Hay una palabra fundamental en la predicación de Jesús, como que había constituido el tema fundamental de la predicación de Juan el Bautista: «convertíos». Convertíos, así comienza la predicación de Cristo, porque dicho vocablo contiene la esencia de todas sus enseñanzas, y convierte en vida sus palabras. Conversión significa en Jesús: cambio de corazón, reconocimiento de una conducta equivocada y deseo de rectitud en el porvenir. Quien no se convierte, prostituye la Palabra divina, cambiándola en mera erudición o advertencia, pero sin fruto en la práctica.

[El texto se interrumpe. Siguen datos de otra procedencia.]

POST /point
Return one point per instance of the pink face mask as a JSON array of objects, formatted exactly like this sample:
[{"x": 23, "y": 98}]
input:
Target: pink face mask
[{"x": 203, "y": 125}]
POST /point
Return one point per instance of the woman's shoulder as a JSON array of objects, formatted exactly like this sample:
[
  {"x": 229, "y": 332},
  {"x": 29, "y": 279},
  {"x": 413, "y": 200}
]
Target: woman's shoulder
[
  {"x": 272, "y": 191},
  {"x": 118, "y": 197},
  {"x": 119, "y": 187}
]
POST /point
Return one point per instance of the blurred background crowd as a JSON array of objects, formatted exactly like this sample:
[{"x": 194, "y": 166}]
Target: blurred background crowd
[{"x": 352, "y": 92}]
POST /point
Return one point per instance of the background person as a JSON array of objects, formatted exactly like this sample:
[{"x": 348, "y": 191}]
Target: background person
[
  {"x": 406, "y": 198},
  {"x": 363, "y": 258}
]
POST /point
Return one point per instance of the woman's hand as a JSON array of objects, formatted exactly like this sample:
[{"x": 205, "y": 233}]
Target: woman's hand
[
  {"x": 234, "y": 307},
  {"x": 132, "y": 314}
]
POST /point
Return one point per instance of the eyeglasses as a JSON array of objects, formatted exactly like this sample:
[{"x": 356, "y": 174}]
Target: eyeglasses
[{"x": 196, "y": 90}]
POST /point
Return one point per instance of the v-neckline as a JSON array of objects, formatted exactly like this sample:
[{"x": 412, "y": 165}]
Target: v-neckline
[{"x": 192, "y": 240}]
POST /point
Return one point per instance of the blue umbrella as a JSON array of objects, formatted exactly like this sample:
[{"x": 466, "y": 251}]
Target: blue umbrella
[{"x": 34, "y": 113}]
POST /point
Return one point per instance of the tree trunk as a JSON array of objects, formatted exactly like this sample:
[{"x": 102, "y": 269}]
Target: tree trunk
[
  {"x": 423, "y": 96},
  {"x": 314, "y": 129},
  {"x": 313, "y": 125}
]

Cuarto: el abismo inevitable de la eterna condenación en el que se sumergen quienes desprecian el amor divino y prefieren seguir las invitaciones del Enemigo del género humano. Después de la muerte solamente se abren dos caminos, el camino de la salvación de la felicidad eterna, y el camino de la condenación, de la desgracia eterna.
No, no diga usted que es el destino, no lo es. No diga Usted que es Dios, ya lo dijo Jesús: «Yo no vine a condenar a nadie, sino a salvarlo». Es la persona misma la que se hace sorda a las llamadas continuas permanentes de Dios. No quiere saber nada de su porvenir y le llega la hora impreparado, y es él mismo el que se convence de que no merece la salvación eterna.
Si se retiran cualquiera de estas cuatro ideas fundamentales, el Evangelio cae arruinado, no tendría sentido, ya que la misma Encarnación de Dios, eje de todas las relaciones de Dios con el hombre, lleva como finalidad primera liberar al hombre de la esclavitud del pecado y de Satanás y trasladarlo al seno amoroso de Dios.
La predicación que, o por cobardía, o por halagar a los oyentes escolla voluntariamente tales cuatro básicos temas evangélicos, no es una predicación según los mandato de Cristo, sino une tergiversación de su Palabra Divina.
El Evangelio nunca fue producto de confitería, Jesús siempre habló de la dificultad de seguirle, de la renuncia exigida para hacerle fiel, de la estrechez de la puerta del Cielo, de la decidida lucha contra las pasiones propias y contra los maléficos embates del diablo.
Muy equivocada la actitud de los sacerdotes, que no quieren hablar del pecado, de la condenación y del infierno, porque engañan miserablemente a los fieles, haciéndoles creer que dichas palabras y sus conceptos respectivos, fueron ya arrancados del Evangelio como cosa pasada.
También en tiempos de Isaías el profeta, setecientos años antes de Jesús, existía esta clase de sacerdotes y de falsos fieles. De ellos dijo Isaías: «Este pueblo me honra con sus labios, pero su corazón está lejos de Mí, y si alguien se pone a predicar, no son más que mandatos de hombres, su religión de nada sirve» (Mt 15, 8-9).